Hitler showed a typical smallness in declining to attend the funeral. He cannot forgive a man who has crossed him, even in death. He could not forgive von Kahr, who suppressed his beer-house Putsch in 1923, and so had him shot in the 1934 purge.

Shirer, William L.. Berlin Diary: The Journal of a Foreign Correspondent 1934-1941 (pp. 222-223). RosettaBooks. Kindle Edition.

Same day—Americans who served with gallantry in those days.

LATER.—Seven members of the American consulate staff in Warsaw arrived here tonight and we had drinks in the Adlon bar. They told a terrible tale of the bombardment of the city and the slaughter of the civilian population. Some of them seemed still shell-shocked. They got out during a temporary truce between the Germans and the Poles. One German shell scored a direct hit on the consulate, but fortunately the staff had taken refuge in the cellars of the Embassy.

Shirer, William L.. Berlin Diary: The Journal of a Foreign Correspondent 1934-1941 (pp. 223-224). RosettaBooks. Kindle Edition.

Shirer reports on the days news and his feelings at being in the eye of a storm.

BERLIN, September 27

In the first battle between a naval fleet and airplanes (for years the admirals and air commanders have fought out on paper the question whether a fleet is vulnerable to air attack) the Germans today claim to have destroyed a British aircraft-carrier and damaged a battleship without losing a single plane.

I went to the State Opera tonight before my broadcast, George Kidd of U.P. suggesting it would be good for our nerves. It was the opening night of the season and the piece an old favourite, Weber’s Freischütz. I was a little surprised at the state of my nerves. I could not sit through it. I could not stand the sight of all the satisfied burghers, men and women, many of them in evening dress, and even the music didn’t sound right. Amusing only was a special sheet of paper in the program instructing what to do in case of an air-raid alarm.

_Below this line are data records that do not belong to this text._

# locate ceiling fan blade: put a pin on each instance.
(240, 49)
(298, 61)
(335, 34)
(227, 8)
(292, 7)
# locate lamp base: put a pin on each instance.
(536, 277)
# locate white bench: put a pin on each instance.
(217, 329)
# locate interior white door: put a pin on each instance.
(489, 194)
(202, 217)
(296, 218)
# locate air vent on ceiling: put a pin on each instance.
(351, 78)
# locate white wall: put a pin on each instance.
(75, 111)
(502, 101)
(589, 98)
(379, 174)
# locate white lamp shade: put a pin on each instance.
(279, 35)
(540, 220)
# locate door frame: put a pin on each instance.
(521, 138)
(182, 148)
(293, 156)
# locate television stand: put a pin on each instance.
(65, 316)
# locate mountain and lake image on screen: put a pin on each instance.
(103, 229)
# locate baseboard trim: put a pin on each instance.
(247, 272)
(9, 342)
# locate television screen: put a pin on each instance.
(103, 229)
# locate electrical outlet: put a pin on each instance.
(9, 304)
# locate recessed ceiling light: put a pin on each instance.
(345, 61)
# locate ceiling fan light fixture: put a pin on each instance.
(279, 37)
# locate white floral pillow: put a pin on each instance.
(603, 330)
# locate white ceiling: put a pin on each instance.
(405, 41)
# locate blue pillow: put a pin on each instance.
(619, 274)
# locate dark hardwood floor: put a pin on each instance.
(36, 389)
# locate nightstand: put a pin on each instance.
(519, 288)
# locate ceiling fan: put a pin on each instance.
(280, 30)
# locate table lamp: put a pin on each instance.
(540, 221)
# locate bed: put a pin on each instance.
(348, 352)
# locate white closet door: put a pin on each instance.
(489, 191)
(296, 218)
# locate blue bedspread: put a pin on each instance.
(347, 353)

Since there is no cellar in the Opera, a map showed me how to get to my cellar, which was Number One Keller. The alarm, the instructions said, would be announced from the stage. I was then to keep calm, call for my hat and coat at the Garderobe, and proceed to the cellar. At the all-clear I was to return to the Opera, check my hat and coat, and the opera would go on from where it left off. There was no alarm.

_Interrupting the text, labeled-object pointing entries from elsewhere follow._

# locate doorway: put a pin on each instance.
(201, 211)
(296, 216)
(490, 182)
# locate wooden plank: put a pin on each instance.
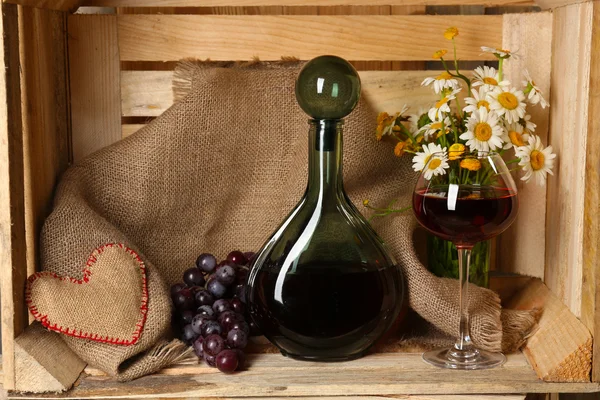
(44, 362)
(217, 3)
(566, 194)
(560, 350)
(45, 115)
(13, 271)
(523, 244)
(94, 81)
(271, 375)
(590, 290)
(63, 5)
(149, 93)
(172, 37)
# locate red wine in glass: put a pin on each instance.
(473, 199)
(477, 213)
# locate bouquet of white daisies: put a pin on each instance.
(493, 117)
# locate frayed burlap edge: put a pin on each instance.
(185, 70)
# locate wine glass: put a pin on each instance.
(465, 198)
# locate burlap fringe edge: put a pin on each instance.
(186, 68)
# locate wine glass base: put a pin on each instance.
(452, 358)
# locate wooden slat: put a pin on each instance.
(590, 291)
(560, 350)
(13, 270)
(172, 37)
(45, 115)
(217, 3)
(271, 375)
(63, 5)
(523, 246)
(571, 51)
(94, 81)
(149, 93)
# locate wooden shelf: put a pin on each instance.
(271, 375)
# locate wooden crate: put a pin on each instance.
(76, 83)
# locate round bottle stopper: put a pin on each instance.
(328, 87)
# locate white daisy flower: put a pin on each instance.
(434, 129)
(510, 103)
(442, 106)
(534, 94)
(441, 82)
(489, 78)
(529, 126)
(434, 157)
(536, 160)
(500, 53)
(478, 100)
(483, 131)
(413, 120)
(514, 136)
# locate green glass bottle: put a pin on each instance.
(324, 287)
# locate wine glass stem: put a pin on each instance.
(464, 261)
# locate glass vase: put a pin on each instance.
(442, 260)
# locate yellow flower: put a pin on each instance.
(471, 164)
(399, 149)
(451, 33)
(455, 151)
(439, 54)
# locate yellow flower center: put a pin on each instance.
(441, 102)
(516, 138)
(456, 151)
(436, 162)
(471, 164)
(483, 131)
(490, 81)
(483, 103)
(537, 160)
(508, 100)
(444, 75)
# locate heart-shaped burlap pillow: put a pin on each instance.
(109, 304)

Ribbentrop is in Moscow and we wonder what he’s up to.

Shirer, William L.. Berlin Diary: The Journal of a Foreign Correspondent 1934-1941 (pp. 224-225). RosettaBooks. Kindle Edition.

Joachim von Ribbentrop was a German wine merchant who weaseled his way into the Nazi hierarchy, becoming the German foreign minister during the run-up to the war. He survived the war and was executed by the Allies in October 1946. Winston Churchill had this to say about him, recounting his last visit to England.

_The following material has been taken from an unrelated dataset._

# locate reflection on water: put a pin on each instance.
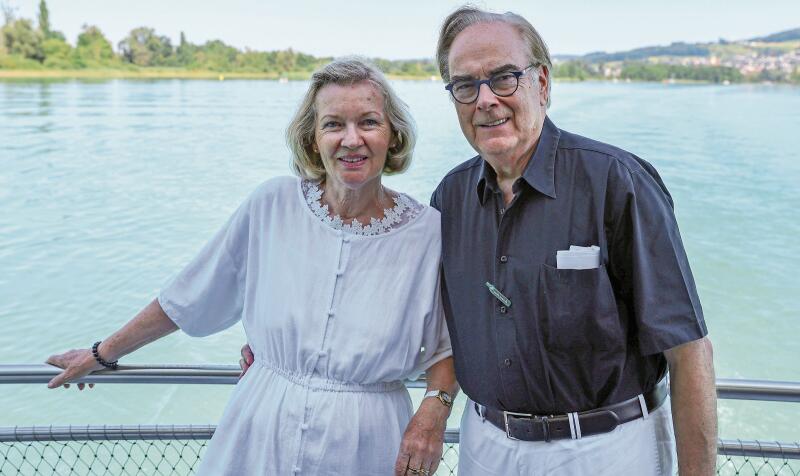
(108, 187)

However, Herr von Ribbentrop and his wife did not seem at all conscious of this atmosphere. On the contrary, they tarried for nearly half an hour engaging their host and hostess in voluble conversation. At one moment I came in contact with Frau von Ribbentrop, and in a valedictory vein I said, “I hope England and Germany will preserve their friendship.” “Be careful you don’t spoil it,” was her graceful rejoinder. I am sure they both knew perfectly well what had happened, but thought it was a good manœuvre to keep the Prime Minister away from his work and the telephone. At length Mr. Chamberlain said to the Ambassador, “I am sorry I have to go now to attend to urgent business,” and without more ado he left the room. The Ribbentrops lingered on, so that most of us made our excuses and our way home. Eventually I suppose they left. This was the last time I saw Herr von Ribbentrop before he was hanged.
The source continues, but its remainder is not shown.